Re-understanding Unicode and UTF8 encoding
Until today, to be exact, I just realized that UTF-8 encoding and Unicode coding are not the same, and that there is a difference between embarrassing
There is a certain connection between them, to see the difference between them:
The length of the UTF-8 is not necessarily, it may be 1, 2, 3 bytes
Unicode length must be 2 bytes (USC-2)
UTF-8 can convert to and from Unicode
The relationship between Unicode and UTF8
Unicode (16 binary)
UTF-8 (binary system)
0000-007f 0xxxxxxx
0080-07FF 110xxxxx 10xxxxxx
0800-FFFF 1110xxxx 10xxxxxx 10xxxxxx
The above table has 2 meanings, the first one is obvious is the correspondence of Unicode and UTF-8 character range, and one can see how Unicode and UTF-8 convert to each other:
First of all, UTF-8 to Unicode conversion
The UTF-8 encoded binary matches the 3 formats above. Match to remove the fixed bit (non-X position in the table), and then from right to left in each of the 8-digit group, not enough 8-bit left collar, up to 2 bytes of bits, this bits represents the UTF-8 corresponding Unicode encoding, Take a look at the following few examples:
The text encoding format in the above picture is UTF-8, you can see its 16 binary representation with Winhex
Copy Code code as follows:
Character => UTF-8 => UTF-8 binary => Remove fixed position for 16-bit binary => 16
e6b189 => => 11100110 10110001 10001001 => 01101100 01001001 => 6c49
Character => e5ad97 => 11100101 10101101 10010111 => 01011011 01010111 => 5b57
#下面是在chrome命令行下面运行的结果
' \u6c49 '
Han
' \u5b57 '
Word
#到这里的话, converting from UTF-8 to Unicode is a very easy thing to do, look at the pseudo code of the conversion
Read one byte, 11100110
Judge the format of the UTF-8 character, which belongs to the third, 3 bytes
Continue reading 2 bytes to get 11100101 10101101 10010111
Remove the fixed bit by the format 1011011 01010111
Not enough 16 digits, left 1,011,011 01010111 => 5b57
And look at the conversion from Unicode to UTF-8.

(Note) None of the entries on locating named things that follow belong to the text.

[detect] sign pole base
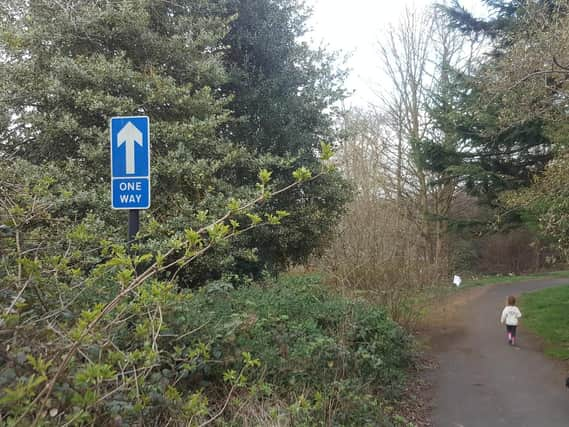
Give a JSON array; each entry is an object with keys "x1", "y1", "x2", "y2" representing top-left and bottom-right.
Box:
[{"x1": 128, "y1": 209, "x2": 140, "y2": 251}]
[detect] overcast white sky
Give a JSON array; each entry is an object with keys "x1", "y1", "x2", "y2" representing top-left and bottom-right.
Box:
[{"x1": 307, "y1": 0, "x2": 484, "y2": 104}]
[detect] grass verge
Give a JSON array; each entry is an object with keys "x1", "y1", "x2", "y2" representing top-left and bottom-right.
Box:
[
  {"x1": 520, "y1": 285, "x2": 569, "y2": 360},
  {"x1": 461, "y1": 270, "x2": 569, "y2": 288},
  {"x1": 461, "y1": 270, "x2": 569, "y2": 288}
]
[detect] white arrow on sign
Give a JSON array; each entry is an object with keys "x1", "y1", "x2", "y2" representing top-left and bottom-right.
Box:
[{"x1": 117, "y1": 122, "x2": 142, "y2": 175}]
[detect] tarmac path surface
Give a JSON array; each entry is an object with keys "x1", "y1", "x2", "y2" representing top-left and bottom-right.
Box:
[{"x1": 431, "y1": 279, "x2": 569, "y2": 427}]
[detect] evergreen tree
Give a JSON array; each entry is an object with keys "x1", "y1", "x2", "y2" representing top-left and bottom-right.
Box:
[{"x1": 0, "y1": 0, "x2": 345, "y2": 284}]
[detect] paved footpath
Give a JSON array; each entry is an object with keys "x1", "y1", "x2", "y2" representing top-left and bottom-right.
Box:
[{"x1": 431, "y1": 279, "x2": 569, "y2": 427}]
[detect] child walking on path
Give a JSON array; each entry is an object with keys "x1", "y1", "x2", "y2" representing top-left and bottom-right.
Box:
[{"x1": 500, "y1": 296, "x2": 522, "y2": 345}]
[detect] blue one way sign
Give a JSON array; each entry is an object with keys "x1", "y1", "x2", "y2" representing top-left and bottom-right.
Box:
[{"x1": 111, "y1": 116, "x2": 150, "y2": 209}]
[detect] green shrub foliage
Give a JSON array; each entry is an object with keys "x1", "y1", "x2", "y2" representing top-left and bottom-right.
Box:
[{"x1": 0, "y1": 0, "x2": 349, "y2": 287}]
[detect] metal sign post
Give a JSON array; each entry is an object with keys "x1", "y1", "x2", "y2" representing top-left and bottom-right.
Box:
[{"x1": 111, "y1": 116, "x2": 150, "y2": 246}]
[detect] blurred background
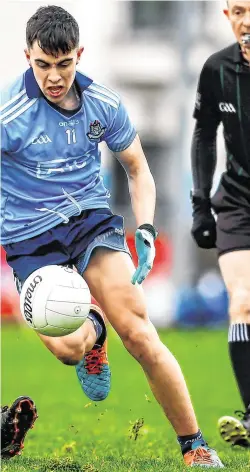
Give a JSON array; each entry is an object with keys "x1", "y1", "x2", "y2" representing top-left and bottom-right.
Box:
[{"x1": 0, "y1": 0, "x2": 234, "y2": 328}]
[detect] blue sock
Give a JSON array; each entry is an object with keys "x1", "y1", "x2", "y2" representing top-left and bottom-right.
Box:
[
  {"x1": 88, "y1": 310, "x2": 103, "y2": 348},
  {"x1": 177, "y1": 430, "x2": 207, "y2": 455}
]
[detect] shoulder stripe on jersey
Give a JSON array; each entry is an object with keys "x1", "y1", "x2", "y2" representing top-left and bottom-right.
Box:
[
  {"x1": 0, "y1": 89, "x2": 26, "y2": 112},
  {"x1": 88, "y1": 82, "x2": 120, "y2": 104},
  {"x1": 3, "y1": 98, "x2": 37, "y2": 125},
  {"x1": 83, "y1": 87, "x2": 119, "y2": 110},
  {"x1": 0, "y1": 95, "x2": 29, "y2": 120}
]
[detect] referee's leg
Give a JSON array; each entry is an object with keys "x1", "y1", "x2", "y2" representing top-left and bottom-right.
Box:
[{"x1": 219, "y1": 248, "x2": 250, "y2": 447}]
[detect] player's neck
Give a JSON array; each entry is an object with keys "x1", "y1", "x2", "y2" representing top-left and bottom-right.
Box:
[
  {"x1": 53, "y1": 83, "x2": 81, "y2": 110},
  {"x1": 241, "y1": 48, "x2": 250, "y2": 65}
]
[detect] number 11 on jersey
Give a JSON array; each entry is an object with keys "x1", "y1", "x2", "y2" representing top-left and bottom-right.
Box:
[{"x1": 65, "y1": 129, "x2": 76, "y2": 144}]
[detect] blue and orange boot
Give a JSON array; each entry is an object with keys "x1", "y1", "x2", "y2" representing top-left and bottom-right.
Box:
[
  {"x1": 183, "y1": 440, "x2": 224, "y2": 469},
  {"x1": 76, "y1": 305, "x2": 111, "y2": 402}
]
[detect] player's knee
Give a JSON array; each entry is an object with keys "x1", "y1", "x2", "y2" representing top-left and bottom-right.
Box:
[
  {"x1": 229, "y1": 288, "x2": 250, "y2": 323},
  {"x1": 123, "y1": 321, "x2": 157, "y2": 363}
]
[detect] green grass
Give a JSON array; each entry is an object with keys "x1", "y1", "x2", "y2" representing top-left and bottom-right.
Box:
[{"x1": 2, "y1": 326, "x2": 250, "y2": 472}]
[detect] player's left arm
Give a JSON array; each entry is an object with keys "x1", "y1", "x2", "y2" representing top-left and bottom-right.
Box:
[
  {"x1": 115, "y1": 135, "x2": 156, "y2": 226},
  {"x1": 105, "y1": 102, "x2": 157, "y2": 284},
  {"x1": 115, "y1": 135, "x2": 157, "y2": 284}
]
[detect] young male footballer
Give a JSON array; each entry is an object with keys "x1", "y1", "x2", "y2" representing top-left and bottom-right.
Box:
[
  {"x1": 192, "y1": 0, "x2": 250, "y2": 448},
  {"x1": 1, "y1": 6, "x2": 222, "y2": 468}
]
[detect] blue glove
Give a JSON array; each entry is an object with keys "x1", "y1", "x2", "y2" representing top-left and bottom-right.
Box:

Copy Code code as follows:
5b57
Gets the Unicode range in which 5b57 is located, 0800 <= 5b57 <= FFFF, and is told that 5b57 has three bytes in the form of 1110xxxx 10xxxxxx 10xxxxxx
Gets the 5b57 binary code 101101101010111
Use the binary encoding of the previous step to stitch UTF-8 code 11100101 10101101 10010111 from right to left
Talk about the problem.
Again, the cause of today's problem, input a lot of words from the front, UTF-8 format each word up to 30 bytes, so it will be in front and backstage to do the verification, JavaScript is Unicode encoding, the back-end program with the UTF-8 code, now the solution is this
Front
function Utf8_bytes (str)
{
var len = 0, Unicode;
for (var i = 0; i < str.length i++)
{
unicode = str.charcodeat (i);
if (Unicode < 0x0080) {
++len
} else if (Unicode < 0x0800) {
Len + = 2;
} else if (Unicode <= 0xFF FF) {
len + + 3;
} else {
Throw "characters must be usc-2!!"
}
}
return len;
}
#例子
utf8_bytes (' Asdasdas ')
8
utf8_bytes (' Yrt Yan ')
12
Background
#对于GBK字符串
$len = ceil (strlen (Bin2Hex iconv (' GBK ', ' UTF-8 ', $word)))/2);
#对于UTF8字符串
$len = ceil (strlen (Bin2Hex ($word))/2);
The above mentioned is the entire content of this article, I hope you can enjoy.